Разнесшийся над умиротворенной водной гладью возглас вспугнул чаек. Птицы облачком взметнулись вверх и, грациозно взмахивая крыльями, описали в небе широкий круг.

— Э-ге-гей! — закричал снова Томаш.

— Chikar mikonin? — донеслось с борта.

Томаш набрал воздуха в легкие и что было силы заорал:

— Мохаммед!

Рыбак немного поколебался.

— Ye lahze shabr konin, — ответил он наконец и жестом велел подождать.

Томаш замер в ожидании, молясь про себя, чтобы все вышло, как задумано. Судно хрупкой скорлупкой покачивалось в такт штилевой зыби, убаюкиваемое криками чаек и шорохом прибойной волны.
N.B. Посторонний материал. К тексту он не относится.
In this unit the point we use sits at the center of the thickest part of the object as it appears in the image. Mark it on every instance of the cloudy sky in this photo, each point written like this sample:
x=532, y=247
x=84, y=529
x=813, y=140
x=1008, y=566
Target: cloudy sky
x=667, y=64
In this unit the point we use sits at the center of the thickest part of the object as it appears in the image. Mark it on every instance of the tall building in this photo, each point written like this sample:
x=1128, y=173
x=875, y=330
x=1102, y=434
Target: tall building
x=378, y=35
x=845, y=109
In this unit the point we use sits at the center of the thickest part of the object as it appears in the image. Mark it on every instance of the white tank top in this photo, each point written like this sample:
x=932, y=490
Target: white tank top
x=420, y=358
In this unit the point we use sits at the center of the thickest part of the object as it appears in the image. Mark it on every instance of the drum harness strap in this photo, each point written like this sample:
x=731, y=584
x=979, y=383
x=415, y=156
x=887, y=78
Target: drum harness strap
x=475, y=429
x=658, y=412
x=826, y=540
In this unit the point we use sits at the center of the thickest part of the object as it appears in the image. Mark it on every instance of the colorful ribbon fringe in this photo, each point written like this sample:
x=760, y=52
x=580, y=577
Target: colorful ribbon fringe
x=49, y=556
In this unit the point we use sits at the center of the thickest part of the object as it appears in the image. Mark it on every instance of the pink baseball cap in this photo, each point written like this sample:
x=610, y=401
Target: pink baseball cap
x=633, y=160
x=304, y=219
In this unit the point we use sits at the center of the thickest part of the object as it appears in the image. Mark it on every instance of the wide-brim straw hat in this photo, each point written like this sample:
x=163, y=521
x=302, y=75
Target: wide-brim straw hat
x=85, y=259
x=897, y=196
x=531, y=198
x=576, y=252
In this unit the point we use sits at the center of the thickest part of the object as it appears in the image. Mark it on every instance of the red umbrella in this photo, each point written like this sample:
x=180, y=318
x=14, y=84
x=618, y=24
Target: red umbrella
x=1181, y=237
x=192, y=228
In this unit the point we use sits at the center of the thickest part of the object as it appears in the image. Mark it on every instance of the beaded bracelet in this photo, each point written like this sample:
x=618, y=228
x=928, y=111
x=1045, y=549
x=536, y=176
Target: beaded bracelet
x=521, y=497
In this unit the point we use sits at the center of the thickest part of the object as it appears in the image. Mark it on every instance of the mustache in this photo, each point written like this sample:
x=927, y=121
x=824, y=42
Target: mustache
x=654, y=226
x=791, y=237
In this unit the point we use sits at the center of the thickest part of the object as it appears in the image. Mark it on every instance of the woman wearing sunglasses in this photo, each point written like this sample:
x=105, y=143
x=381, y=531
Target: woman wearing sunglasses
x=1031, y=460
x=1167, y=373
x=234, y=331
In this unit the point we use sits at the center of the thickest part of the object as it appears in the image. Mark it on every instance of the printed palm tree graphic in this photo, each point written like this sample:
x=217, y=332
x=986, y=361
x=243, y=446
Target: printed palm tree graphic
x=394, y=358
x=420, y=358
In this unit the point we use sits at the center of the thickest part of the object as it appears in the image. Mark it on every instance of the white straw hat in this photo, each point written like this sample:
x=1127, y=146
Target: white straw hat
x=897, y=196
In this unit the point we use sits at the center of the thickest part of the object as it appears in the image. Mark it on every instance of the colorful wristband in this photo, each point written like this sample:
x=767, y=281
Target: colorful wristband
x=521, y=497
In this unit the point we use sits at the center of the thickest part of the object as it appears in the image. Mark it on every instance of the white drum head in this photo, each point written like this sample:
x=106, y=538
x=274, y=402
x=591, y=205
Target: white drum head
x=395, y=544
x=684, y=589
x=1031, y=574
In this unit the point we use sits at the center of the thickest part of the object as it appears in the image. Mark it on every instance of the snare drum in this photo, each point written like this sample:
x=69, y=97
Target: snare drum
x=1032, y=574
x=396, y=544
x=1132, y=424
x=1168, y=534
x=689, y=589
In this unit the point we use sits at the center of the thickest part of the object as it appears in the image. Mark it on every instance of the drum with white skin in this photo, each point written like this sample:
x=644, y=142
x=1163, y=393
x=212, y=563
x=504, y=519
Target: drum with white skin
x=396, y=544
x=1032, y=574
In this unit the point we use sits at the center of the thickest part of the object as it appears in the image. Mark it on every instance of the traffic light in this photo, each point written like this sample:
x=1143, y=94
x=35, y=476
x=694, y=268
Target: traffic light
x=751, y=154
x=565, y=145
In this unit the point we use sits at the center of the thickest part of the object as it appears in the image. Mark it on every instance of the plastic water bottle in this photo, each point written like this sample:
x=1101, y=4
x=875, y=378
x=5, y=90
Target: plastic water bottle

Спустя полминуты на палубе появились двое — рыбак и другой мужчина, который по-английски обратился к стоявшим на берегу:

— Меня зовут Мохаммед. Я могу вам помочь?

Томаш чуть не подскочил от радости.

— Да, можете! — воскликнул он с улыбкой облегчения. — Вы собираетесь на хадж в Мекку?

Несмотря на разделявшее их расстояние, историк видел, как Мохаммед улыбнулся.

— Иншаллах!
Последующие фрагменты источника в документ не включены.